12th February 2013

Rather than produce a typology of conceptions of aspirations, as I did with conceptions of Wythenshawe, I’ve decided I will outline each young person’s individual conception of their aspirations. This is for two reasons:

  1. My thesis is ultimately about aspirations, and so I want my discussion of the ways in which young people talk about their aspirations to be as detailed and rich as possible; I want to minimise data reduction in this discussion by adopting more of a case study approach than a typology approach. It will still be phenomenographic analysis as I’m still in the business of identifying conceptions; I just won’t be aiming to categorise these conceptions into a typology.
  2. The way in which young people understand and speak about their aspirations in my interview data is less easy to map onto a typology; having coded and sifted through my interviews, a clear typology of conceptions of aspirations has not ’emerged’ in the same way as with conceptions of Wythenshawe.

Although I will not produce a typology of conceptions of aspirations, I will, nonetheless, describe each individual case with reference to a set number of overarching themes which feature in all of the interviews. So a common set of themes will be used to describe the way in which each young person talks about their aspirations, but the way in which these themes are addressed in each interview will be explored open-endedly rather than being mapped onto a typology.

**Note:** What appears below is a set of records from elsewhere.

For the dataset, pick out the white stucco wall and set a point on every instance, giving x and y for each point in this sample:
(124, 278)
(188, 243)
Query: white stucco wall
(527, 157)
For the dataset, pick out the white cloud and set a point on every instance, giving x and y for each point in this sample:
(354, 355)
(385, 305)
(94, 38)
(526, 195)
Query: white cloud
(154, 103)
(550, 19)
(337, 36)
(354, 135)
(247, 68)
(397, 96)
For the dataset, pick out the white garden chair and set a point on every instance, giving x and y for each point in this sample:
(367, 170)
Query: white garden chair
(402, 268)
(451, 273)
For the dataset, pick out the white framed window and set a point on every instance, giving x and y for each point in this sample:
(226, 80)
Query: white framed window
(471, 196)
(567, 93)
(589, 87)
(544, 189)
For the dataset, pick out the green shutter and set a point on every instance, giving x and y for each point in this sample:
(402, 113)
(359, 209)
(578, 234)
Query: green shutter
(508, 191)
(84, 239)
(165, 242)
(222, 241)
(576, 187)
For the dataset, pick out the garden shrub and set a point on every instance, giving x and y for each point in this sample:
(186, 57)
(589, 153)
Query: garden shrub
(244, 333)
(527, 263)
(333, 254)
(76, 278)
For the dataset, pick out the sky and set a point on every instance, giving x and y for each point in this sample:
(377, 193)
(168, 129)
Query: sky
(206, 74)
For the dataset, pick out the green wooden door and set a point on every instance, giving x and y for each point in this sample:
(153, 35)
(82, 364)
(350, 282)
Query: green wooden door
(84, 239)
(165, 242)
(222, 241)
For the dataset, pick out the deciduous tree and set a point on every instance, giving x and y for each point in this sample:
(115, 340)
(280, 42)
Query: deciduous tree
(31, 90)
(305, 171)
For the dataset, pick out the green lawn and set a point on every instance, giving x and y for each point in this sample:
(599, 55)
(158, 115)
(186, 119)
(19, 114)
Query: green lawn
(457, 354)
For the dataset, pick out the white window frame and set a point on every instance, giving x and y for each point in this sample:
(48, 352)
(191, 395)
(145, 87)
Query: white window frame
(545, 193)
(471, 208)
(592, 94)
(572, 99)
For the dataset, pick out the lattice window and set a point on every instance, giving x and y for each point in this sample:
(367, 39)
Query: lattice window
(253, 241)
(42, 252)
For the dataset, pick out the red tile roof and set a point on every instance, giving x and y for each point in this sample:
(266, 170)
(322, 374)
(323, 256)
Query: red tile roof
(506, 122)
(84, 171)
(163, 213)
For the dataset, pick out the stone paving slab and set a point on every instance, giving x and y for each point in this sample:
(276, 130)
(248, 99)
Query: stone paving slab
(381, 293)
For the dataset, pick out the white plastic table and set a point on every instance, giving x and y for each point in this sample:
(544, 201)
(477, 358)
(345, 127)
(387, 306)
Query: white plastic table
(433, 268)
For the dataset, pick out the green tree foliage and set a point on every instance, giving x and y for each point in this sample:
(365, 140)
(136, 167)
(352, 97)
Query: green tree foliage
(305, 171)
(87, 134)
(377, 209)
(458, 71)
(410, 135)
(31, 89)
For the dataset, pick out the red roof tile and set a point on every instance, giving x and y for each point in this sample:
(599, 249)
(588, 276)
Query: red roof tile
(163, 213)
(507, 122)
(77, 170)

In order to describe the conception of aspirations present in each interview, I will consider:

  1. The content of the aspiration: what job/s do they want to do in the future?
  2. Are their aspirations based on material or immaterial considerations?
  3. Do they talk about their aspirations in specific or general terms?
  4. How do they talk about the role of structure and agency in forming their aspirations?

Consideration of themes 2, 3 and 4 will form the basis of the phenomenographic analysis.

2 thoughts on “12th February 2013

  1. Ditto.
    Remember too that your work that lead you to reason 2. above can form part of your write-up, i.e. that a phenomenographic typology of aspirations didn’t work out too well, so you went for a looser and more flexible set of themes.